Archive for the ‘Drugs’ Category

Opioids: the Gateway to Heroin

Wednesday, February 12th, 2014

The surprising overdose death of acclaimed actor Philip Seymour Hoffman has put a spotlight on a national epidemic: prescription drug abuse. In workers’ comp, prescription drugs have been an area of great concern for a number of years; so too in the public health and policy arena. But has the message — and the necessary education — filtered to the general public? It would seem not: According to the CDC, prescription painkiller overdoses nearly quadrupled in the decade from 1999 to 2008.
This past week, the New York Times framed the new reality: Prescription Painkillers Seen as a Gateway to Heroin

“Dr. Jason Jerry, an addiction specialist at the Cleveland Clinic’s Alcohol and Drug Recovery Center, estimates that half of the 200 or so heroin addicts the clinic sees every month started on prescription opiates.
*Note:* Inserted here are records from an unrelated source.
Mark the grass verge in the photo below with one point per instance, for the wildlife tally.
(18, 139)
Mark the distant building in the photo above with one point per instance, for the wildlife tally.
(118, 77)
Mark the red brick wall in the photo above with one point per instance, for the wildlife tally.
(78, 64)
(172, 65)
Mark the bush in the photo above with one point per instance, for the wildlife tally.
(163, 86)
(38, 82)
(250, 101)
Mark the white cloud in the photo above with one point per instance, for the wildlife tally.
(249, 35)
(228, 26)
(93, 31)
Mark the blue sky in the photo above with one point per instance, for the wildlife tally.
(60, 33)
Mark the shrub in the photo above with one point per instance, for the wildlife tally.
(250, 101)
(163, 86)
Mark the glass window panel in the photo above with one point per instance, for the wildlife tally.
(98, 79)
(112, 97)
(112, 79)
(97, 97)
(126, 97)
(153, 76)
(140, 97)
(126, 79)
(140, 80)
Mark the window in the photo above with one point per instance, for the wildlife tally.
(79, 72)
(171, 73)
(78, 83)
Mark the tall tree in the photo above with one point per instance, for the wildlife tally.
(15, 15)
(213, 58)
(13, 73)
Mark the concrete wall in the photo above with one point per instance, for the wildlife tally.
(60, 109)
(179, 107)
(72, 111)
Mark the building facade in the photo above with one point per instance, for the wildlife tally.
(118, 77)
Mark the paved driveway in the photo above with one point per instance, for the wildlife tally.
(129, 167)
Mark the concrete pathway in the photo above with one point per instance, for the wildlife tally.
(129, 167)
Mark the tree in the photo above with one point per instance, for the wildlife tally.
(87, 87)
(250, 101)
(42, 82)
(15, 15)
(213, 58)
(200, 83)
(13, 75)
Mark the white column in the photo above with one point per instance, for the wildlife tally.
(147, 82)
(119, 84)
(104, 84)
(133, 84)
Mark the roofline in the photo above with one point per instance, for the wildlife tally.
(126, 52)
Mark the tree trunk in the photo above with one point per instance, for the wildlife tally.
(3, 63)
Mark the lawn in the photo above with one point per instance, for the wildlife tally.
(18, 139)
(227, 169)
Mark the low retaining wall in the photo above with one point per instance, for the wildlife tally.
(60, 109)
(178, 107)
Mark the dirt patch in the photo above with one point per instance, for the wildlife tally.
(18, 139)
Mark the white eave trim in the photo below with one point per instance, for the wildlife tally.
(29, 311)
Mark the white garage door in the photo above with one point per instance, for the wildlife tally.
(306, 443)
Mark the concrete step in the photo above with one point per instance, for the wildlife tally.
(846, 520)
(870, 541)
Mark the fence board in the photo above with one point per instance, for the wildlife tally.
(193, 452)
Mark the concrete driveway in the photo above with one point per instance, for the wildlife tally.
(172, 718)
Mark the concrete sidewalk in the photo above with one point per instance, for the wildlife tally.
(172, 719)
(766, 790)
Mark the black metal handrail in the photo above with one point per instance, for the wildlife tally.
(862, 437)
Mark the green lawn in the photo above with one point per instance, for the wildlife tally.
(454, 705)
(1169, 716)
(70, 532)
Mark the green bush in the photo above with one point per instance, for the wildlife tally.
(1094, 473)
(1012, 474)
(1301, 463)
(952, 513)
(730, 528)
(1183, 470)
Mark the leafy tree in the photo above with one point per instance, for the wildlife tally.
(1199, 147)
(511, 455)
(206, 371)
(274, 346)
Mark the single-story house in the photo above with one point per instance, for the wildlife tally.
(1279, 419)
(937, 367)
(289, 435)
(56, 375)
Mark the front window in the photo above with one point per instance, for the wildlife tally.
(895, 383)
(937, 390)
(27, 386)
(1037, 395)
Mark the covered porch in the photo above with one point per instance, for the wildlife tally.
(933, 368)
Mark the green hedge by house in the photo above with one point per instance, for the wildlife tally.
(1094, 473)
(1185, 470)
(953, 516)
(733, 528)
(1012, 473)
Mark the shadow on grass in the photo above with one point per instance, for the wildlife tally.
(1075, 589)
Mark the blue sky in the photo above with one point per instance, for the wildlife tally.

“Often it’s a legitimate prescription, but next thing they know, they’re obtaining the pills illicitly,” Dr. Jerry said.

In many parts of the country, heroin is much cheaper than prescription opiates. “So people eventually say, ‘Why am I paying $1 per milligram for oxy when for a tenth of the price I can get an equivalent dose of heroin?’ ” Dr. Jerry said.

In many parts of the country, heroin is much cheaper than prescription opiates. “So people eventually say, ‘Why am I paying $1 per milligram for oxy when for a tenth of the price I can get an equivalent dose of heroin?’ ” Dr. Jerry said.”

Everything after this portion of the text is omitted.